Crown, 2023. 284 pages.
Review written August 8, 2023, from a library book.
Okay, reading Katie Porter's book made me a Katie Porter fan, similar to the way reading Elizabeth Warren's book years ago made me an Elizabeth Warren fan. What both women have in common? They have both studied bankruptcy and fully understand that financial trouble does not imply moral failing.
One of her early stories is of studying mortgage law -- and learning that banks were breaking laws, to the detriment of consumers, when they foreclosed, time and time again.
As a mortgage holder, you do what the banks tell you. You assume they're following the law. Well, Katie Porter checked. And they weren't. She began to get attention on that as a professor.
While I had started to change minds and get people in power to see that mortgage companies made mistakes and misbehaved, I did not want to be right. I wanted things to be right. Banks used the law to try to collect every penny; we should expect them to follow every rule.
And she decided to run for office to try to make things right.

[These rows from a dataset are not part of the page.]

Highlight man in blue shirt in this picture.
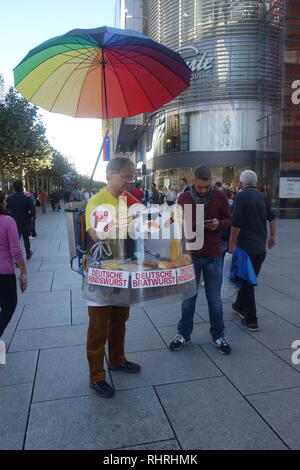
[229,170,276,331]
[7,181,35,259]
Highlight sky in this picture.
[0,0,115,181]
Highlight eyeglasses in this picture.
[119,174,135,183]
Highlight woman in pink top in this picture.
[0,191,28,338]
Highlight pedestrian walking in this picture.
[50,191,60,212]
[169,166,231,354]
[131,183,144,203]
[0,191,28,338]
[229,170,276,331]
[39,191,48,214]
[82,188,90,202]
[7,181,35,259]
[149,183,159,204]
[166,185,177,206]
[178,177,191,196]
[24,191,37,240]
[85,157,140,398]
[70,186,83,202]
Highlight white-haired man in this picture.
[229,170,276,331]
[85,157,141,398]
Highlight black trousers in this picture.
[18,225,30,256]
[235,253,266,323]
[0,274,17,338]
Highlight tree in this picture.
[0,88,48,186]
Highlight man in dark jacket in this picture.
[229,170,276,331]
[7,181,35,259]
[170,166,231,354]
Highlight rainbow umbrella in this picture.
[14,26,191,119]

This book has plenty about running for office and the challenges of being a single mom in Congress and commuting to the other side of the country. (She and her kids tried living in Virginia, but it didn't work out.) It tells about her background growing up on a farm and the difficult end of her marriage. But my favorite part was where she describes her work in Congress.
As I see it, the real work of Congress is civic education. Democracy only functions if voters know what's going on in their government and elected representatives know what's going on in their communities. As a congressmember, that means teaching and learning, respectively.

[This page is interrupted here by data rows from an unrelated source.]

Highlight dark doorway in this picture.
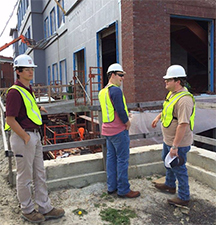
[100,24,117,86]
[170,18,210,94]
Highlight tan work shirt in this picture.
[161,92,194,147]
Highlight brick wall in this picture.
[122,0,216,102]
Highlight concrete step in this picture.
[13,144,216,189]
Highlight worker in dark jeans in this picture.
[99,63,140,198]
[5,54,65,223]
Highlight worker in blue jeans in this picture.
[98,63,140,198]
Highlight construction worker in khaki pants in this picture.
[152,65,195,206]
[5,54,65,223]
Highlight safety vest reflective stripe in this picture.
[161,91,195,130]
[98,84,128,123]
[5,85,42,130]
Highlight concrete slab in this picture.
[11,144,216,190]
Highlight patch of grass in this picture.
[100,208,137,225]
[94,203,100,208]
[73,208,88,216]
[146,177,152,180]
[100,192,114,202]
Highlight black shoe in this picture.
[107,189,117,195]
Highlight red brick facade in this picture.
[121,0,216,103]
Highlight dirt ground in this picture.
[0,135,216,225]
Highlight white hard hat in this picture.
[107,63,125,74]
[164,152,184,168]
[163,65,187,79]
[13,54,37,68]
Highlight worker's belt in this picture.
[24,128,39,133]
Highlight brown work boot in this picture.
[118,190,140,198]
[167,198,190,206]
[43,208,65,220]
[155,183,176,194]
[21,210,45,223]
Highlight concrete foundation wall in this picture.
[11,144,216,189]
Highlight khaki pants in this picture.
[10,131,53,214]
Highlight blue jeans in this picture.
[162,143,191,201]
[106,130,130,195]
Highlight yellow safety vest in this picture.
[161,91,195,130]
[98,84,128,123]
[5,85,42,130]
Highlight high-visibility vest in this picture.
[98,84,128,123]
[5,85,42,130]
[161,91,196,130]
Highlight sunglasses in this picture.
[116,73,124,77]
[165,78,174,82]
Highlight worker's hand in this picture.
[40,106,48,113]
[170,148,178,158]
[23,133,31,145]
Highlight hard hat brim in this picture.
[163,75,187,79]
[13,65,37,68]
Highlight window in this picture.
[50,8,56,35]
[44,17,49,38]
[57,0,65,27]
[52,63,58,83]
[60,60,67,92]
[47,66,51,85]
[74,49,85,83]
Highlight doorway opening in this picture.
[99,23,118,86]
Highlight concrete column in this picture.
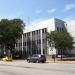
[30,32,32,55]
[22,34,23,55]
[40,29,43,54]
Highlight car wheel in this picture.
[36,60,39,63]
[27,60,30,63]
[42,61,45,63]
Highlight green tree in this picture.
[0,19,25,56]
[47,31,73,59]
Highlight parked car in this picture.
[2,56,13,61]
[27,54,46,63]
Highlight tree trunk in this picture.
[61,49,63,60]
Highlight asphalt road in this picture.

The American people set the nation's agenda every two years with House elections, and every four years with presidential elections. They cannot decide if they support a government policy without first knowing what the government is doing (or not doing). Representatives should be teachers, with constituents as our students.
At the same time, we should also be students, learning from our constituents. Without knowing the challenges and ideas of the people we represent, congressmembers can only substitute their own views for voters' views. While that may happen, it is not how representative democracy is supposed to work. Getting the facts, doing the research, and gaining experience are moments of learning that help me make the best votes for my community.

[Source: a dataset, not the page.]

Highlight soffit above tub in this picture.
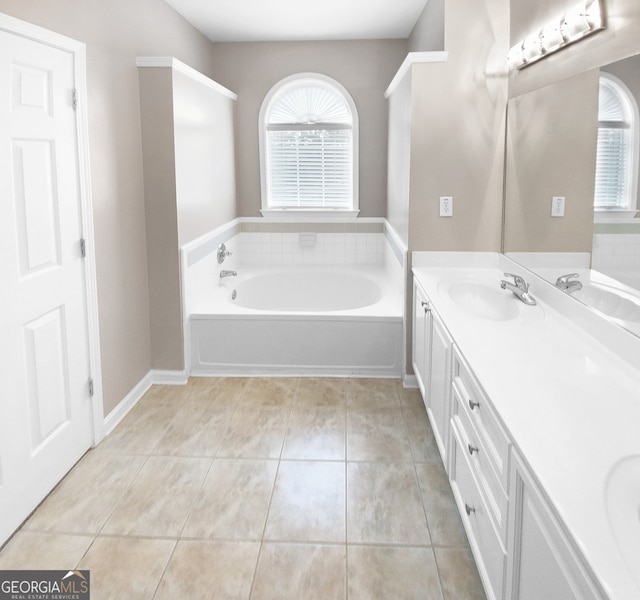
[166,0,428,42]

Teaching and learning are the exact work I did as a law professor, before I ran for Congress. I loved that, and so not surprisingly, I love Congress work.
And yes, using a white board is a fundamental approach to teaching. Visual aids always help!
This concern for people -- trying to make government better for actual people -- can't be faked. May Katie Porter continue to serve in this way for many years to come.
Oh and Hooray! When I checked her Twitter account (@katieporteroc), I see that she's running for Senate in 2024. And she's got a tagline on her profile: "I did not go to Washington to learn how to play by the rules. I went to Washington to rewrite them." This book goes into the reasons why she cares about people and wants to make lives better by making government better.